I formed more than a dozen other companies in Belize, from a water sports rental company, to a coffee producer to an antibiotic research lab. They were all staffed by local Belizeans and from no company did I take a single penny.

Doing business in Belize brought me quickly into direct contact with the corruption that is Belize. Government officials frequently expect a piece of the business, a share of the profits or regular bribes, which I, foolishly perhaps, declined to co-operate with.

I also foolishly began to speak openly about the system of corruption and how it kept the majority of Belizean citizens in abject poverty.

In 2011, I caught wind of a government plot to kill me. The following two secretly taped conversation between an agent of the Belizean government and a number of conspirators details the options that the government was considering to get rid of me. The conversations are in Creole — a barely understandable form of English, but written translations accompany each tape. The assassination methods considered ranged from a sniper attack to planting explosive devices in my car. They are very entertaining tapes (tape 1 and tape 2).

It takes more than a simple assassination plot to cause me to run. I instead beefed up my security and, again, unwisely perhaps, stepped up my verbal attacks on the government.

In April of 2012, a local representative visited my jungle compound in the interior, and discreetly suggested that a $2 million dollar donation to the ruling party could cause our impasse to simply go away. I declined.

One week later, on May 2, 2012, my jungle compound was stormed by 42 paramilitary soldiers of the universally feared GSU.

They shot my dog in front of eyes, destroyed a half million dollars worth of my property, subjected me to indignities, and arrested me on false charges which were dropped a few hours later.

The following day, I was contacted by the same representative that had originally asked for the $2 million dollars and who now asked whether or not I had changed my mind. I told him to f— off.

Thus began a war between myself and the government of Belize that went on until October of 2012, when my neighbor was murdered. To this day I believe the target was myself, and that the incompetence of the government caused the assassins to enter the wrong house.

Comments

  1. Spandrell says:

    What an insufferable prick. You either pay the bribe, or you replace the government. What’s the point of signaling your purity of heart just to get your dog and neighbor killed?

  2. Sam J. says:

    Spandrell may be right, but replacing a government starts with one person refusing to buckle under.

  3. DNA says:

    Insufferable prick? Did your computer get hacked, or virus? $2mil even for that prick is a bit. What McAfee did wrong was blow his chance to offer his “services” to the Belize govt and to then double cross and extort them.

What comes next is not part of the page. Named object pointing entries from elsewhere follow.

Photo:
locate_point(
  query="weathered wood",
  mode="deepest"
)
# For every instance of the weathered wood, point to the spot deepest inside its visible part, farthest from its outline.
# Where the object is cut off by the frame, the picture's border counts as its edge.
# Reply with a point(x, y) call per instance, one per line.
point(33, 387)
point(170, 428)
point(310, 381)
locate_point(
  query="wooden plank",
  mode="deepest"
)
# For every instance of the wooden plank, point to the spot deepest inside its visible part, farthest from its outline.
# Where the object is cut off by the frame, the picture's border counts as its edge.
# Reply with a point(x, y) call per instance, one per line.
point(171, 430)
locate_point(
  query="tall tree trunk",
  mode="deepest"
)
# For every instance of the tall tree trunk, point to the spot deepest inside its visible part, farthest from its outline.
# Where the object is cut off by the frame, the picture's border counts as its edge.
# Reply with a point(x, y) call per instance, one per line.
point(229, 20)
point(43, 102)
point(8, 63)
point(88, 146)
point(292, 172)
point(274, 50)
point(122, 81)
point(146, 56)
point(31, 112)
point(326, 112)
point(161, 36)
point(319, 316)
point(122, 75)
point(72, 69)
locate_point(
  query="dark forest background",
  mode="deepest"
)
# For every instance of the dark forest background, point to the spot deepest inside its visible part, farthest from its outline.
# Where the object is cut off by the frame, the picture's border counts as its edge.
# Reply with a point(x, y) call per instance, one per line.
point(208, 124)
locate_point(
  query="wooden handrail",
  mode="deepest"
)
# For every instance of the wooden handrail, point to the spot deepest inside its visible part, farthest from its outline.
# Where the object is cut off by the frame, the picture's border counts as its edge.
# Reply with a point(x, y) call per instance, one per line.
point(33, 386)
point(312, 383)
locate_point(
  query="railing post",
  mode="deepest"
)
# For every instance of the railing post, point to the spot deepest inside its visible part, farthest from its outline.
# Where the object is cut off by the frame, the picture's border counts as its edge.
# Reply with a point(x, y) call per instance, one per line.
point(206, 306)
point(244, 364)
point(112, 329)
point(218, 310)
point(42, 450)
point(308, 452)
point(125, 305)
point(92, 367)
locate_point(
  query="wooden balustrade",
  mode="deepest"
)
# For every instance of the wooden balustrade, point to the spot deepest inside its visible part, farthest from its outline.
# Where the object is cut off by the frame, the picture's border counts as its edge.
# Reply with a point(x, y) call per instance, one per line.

From a fortified estate in Martinique.

  4. Cheryl says:

    So, the story goes, this rich guy moves in and puts the local taxi boats out of business. He bought new boats and they ran on time and he never took a dime from any of his businesses. I think he pompously upset the local way of doing things and put people out of business for his own convenience. The locals have a hard time making a living and they, too, must pay off the government. You retired comfortably, but just couldn’t resist taking over. Shame on you for placing your family and your neighbors in harms way.